Reputation: 589
In C, it's true that:
[8-bit] signed char: -127 to 127
[8-bit] unsigned char: 0 to 255
But what does really happen in memory? Is a signed char represented in two's complement and a unsigned char represented without any specific representation (that is, a sequence of 11111111)?
How does the executable keep track of the variable type it's reading, to figure out whether the value in the CPU register is to be interpreted as two's complement or not? Is there some metadata that associates a variable name with its type?
Thanks!
Upvotes: 0
Views: 136
Reputation: 49279
C is a strongly typed language. The interpretation of memory is entirely defined by the context. That is, the type is (sufficiently well in the case of dynamic dispatch) known at compile time and the compiler makes all the decisions in advance. For the sake of performance, runtime checks are reduced to the bare minimum (in C to none unless you implement dynamic dispatch or RTTI manually).

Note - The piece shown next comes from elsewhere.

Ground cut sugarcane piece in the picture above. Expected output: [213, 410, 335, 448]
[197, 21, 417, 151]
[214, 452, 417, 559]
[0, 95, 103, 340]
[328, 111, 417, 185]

In C (and C++) you can easily interpret the same memory location in different ways, all you have to do is acquire a pointer to it and cast it to a different type. Very unsafe if you don't know what you are doing.
Upvotes: 2
Reputation: 4849
The internal representation of numbers is not part of C language, it's a feature of the architecture of the machine itself. Most implementations use 2's complement because it makes addition and subtraction the same binary operation (signed and unsigned operations are identical).
FYI Almost all existing CPU hardware uses two's complement, so it makes sense that most programming languages do, too.
Upvotes: 0
Reputation: 1863
There is no meta data. The final execution is done by the underlying hardware because the compiler uses different instructions when doing some operations on these types. It becomes more obvious when you compare the assembly.
void test1()
{
char p = 0;
p += 3;
}
void test2()
{
unsigned char p = 0;
p += 3;
}
What you see here are the instructions compiled by the compiler form the source posted above. Compiled with no optimization -O0
this is the created assembly of clang 3.7. You can ignore most of the instructions, if you are not familiar with them. Keep the focus on movsx
and movzx
. These two instructions make the difference how the memory location is treated.
test1(): # Instructions for test1
push rbp
mov rbp, rsp
mov byte ptr [rbp - 1], 0
movsx eax, byte ptr [rbp - 1] <-- Move byte to word with sign-extension
add eax, 3
mov cl, al
mov byte ptr [rbp - 1], cl
pop rbp
ret
test2(): # Instructions for test2
push rbp
mov rbp, rsp
mov byte ptr [rbp - 1], 0
movzx eax, byte ptr [rbp - 1] <-- Move byte to word with zero-extension
add eax, 3
mov cl, al
mov byte ptr [rbp - 1], cl
pop rbp
ret
Upvotes: 5